Traición y tradición tienen un origen común: ambas voces proceden de la palabra latina ‘tradere’, que significa entregar. La tradición es un repertorio de ritos, ideas y creencias que se entregan a las sucesivas generaciones de una sociedad. Ni qué decir tiene que, para ejercer su libertad, cada individuo debe poder escoger quién quiere ser y no verse obligado a reproducir la ideología que se le dicte. Cuando en un ambiente asfixiante no obedeces, y no disimulas, te ganas el sambenito de traidor o de entregado al enemigo. Tengo por evidente que no hay que dejar de denunciar nunca el chantaje que sucede a los planteamientos inaceptables: o todo o nada, o con nosotros o con ellos.
En la hora presente, prima una inquisición laica que excomulga a quien no se someta a ser y estar en el rebaño adecuado. En consecuencia, la libre asunción de ideas ‘incorrectas’ se castiga con escarnio y con una indignación sobreactuada; que culmina con la condena al estigma y a la irrelevancia social y, si se puede, al ahogo económico del hereje. Para vigilar cualquier desvío de la ortodoxia oficial se emplean ‘patrullas morales’ que golpean la libertad de expresión de los heterodoxos; porque, aseveran, éstos son provocadores que potencian el mal. Se precisa entonces coraje para romper cadenas y valor para conseguir la emancipación; títulos que tradicionalmente han caracterizado a los progresistas. Cuando éstos se retraen o se suman a la ola hegemónica, el horizonte se enturbia, el mundo se presenta al revés y toda esperanza se va disipando con amargura.
Marine Le Pen (EP)
Alejo Schapire, un periodista argentino que vive en Francia desde hace 25 años (más de la mitad de su vida), ha publicado un ensayo con el significativo título de ‘La traición progresista’ (Península). Resalta que hoy día -en nombre, por supuesto, del bien- avanza en Occidente, con paso firme y arrogante, un nuevo apartheid racial y sexual. Con los excluyentes ‘días de presencia’ de etnias (en que se prohíbe a los blancos poner el pie en universidades estadounidenses), regresan los compartimentos estancos de tribus identitarias y se está fortaleciendo un racismo antirracista y vengativo.
Aunque pueda parecer inaudito, al comienzo del mandato de Trump en la Casa Blanca, más de la mitad de los estadounidenses blancos estimaban que a causa de su color sufrían discriminaciones.
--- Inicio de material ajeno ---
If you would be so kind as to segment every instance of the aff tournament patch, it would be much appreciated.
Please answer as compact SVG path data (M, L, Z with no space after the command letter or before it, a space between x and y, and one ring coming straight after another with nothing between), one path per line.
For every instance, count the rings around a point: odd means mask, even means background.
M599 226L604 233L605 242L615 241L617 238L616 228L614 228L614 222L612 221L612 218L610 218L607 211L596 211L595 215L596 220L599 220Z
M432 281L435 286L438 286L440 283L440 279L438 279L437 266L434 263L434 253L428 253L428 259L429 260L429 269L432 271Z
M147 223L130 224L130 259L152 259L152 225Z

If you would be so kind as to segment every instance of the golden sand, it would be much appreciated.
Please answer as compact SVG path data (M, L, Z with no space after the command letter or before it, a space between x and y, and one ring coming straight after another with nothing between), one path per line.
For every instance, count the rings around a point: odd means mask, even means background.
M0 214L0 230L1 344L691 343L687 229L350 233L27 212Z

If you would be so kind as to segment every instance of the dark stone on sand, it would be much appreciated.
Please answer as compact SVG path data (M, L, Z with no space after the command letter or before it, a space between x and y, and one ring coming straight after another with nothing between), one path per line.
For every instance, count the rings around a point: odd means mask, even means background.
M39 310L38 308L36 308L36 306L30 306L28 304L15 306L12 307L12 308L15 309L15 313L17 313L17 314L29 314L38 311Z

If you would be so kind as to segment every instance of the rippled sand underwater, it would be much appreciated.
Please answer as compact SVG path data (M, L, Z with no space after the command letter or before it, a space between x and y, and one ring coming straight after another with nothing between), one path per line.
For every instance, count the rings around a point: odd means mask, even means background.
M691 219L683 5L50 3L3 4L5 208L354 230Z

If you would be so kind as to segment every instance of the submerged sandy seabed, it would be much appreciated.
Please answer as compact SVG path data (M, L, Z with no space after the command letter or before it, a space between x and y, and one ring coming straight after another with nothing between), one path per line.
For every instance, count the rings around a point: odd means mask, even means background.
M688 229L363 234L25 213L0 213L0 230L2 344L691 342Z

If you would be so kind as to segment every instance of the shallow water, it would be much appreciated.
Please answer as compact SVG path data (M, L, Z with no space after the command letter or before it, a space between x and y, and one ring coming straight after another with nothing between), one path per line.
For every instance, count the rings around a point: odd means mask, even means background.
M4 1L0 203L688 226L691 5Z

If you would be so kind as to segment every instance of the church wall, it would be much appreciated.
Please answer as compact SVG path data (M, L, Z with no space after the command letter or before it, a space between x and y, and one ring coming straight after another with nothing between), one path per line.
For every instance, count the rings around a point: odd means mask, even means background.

Y con el lema Make America Great Again se proponía la rehabilitación de la tribu antaño imperante; el miedo a no superar la fatalidad de ser minoría, según la evolución demográfica.
En otro ejemplo, Schapire manifiesta seria preocupación por la hostilidad desatada contra Israel. Arguye que, según datos oficiales del Ministerio del Interior francés, un 40% de los actos de odio denunciados afectan a los franceses judíos, quienes suponen menos del 1% de la población. Y recoge una declaración hecha hace quince años por Hugo Chávez, paradigma de los podemitas: “Una minoría, los descendientes de los mismos que crucificaron a Cristo, los descendientes de los mismos que echaron a Simón Bolívar fuera de aquí y también lo crucificaron a su manera más allá en Santa Marta, en Colombia… Una minoría ha tomado posesión de toda la riqueza del mundo”. Frase que bien podría haber repetido un antisemita nazi.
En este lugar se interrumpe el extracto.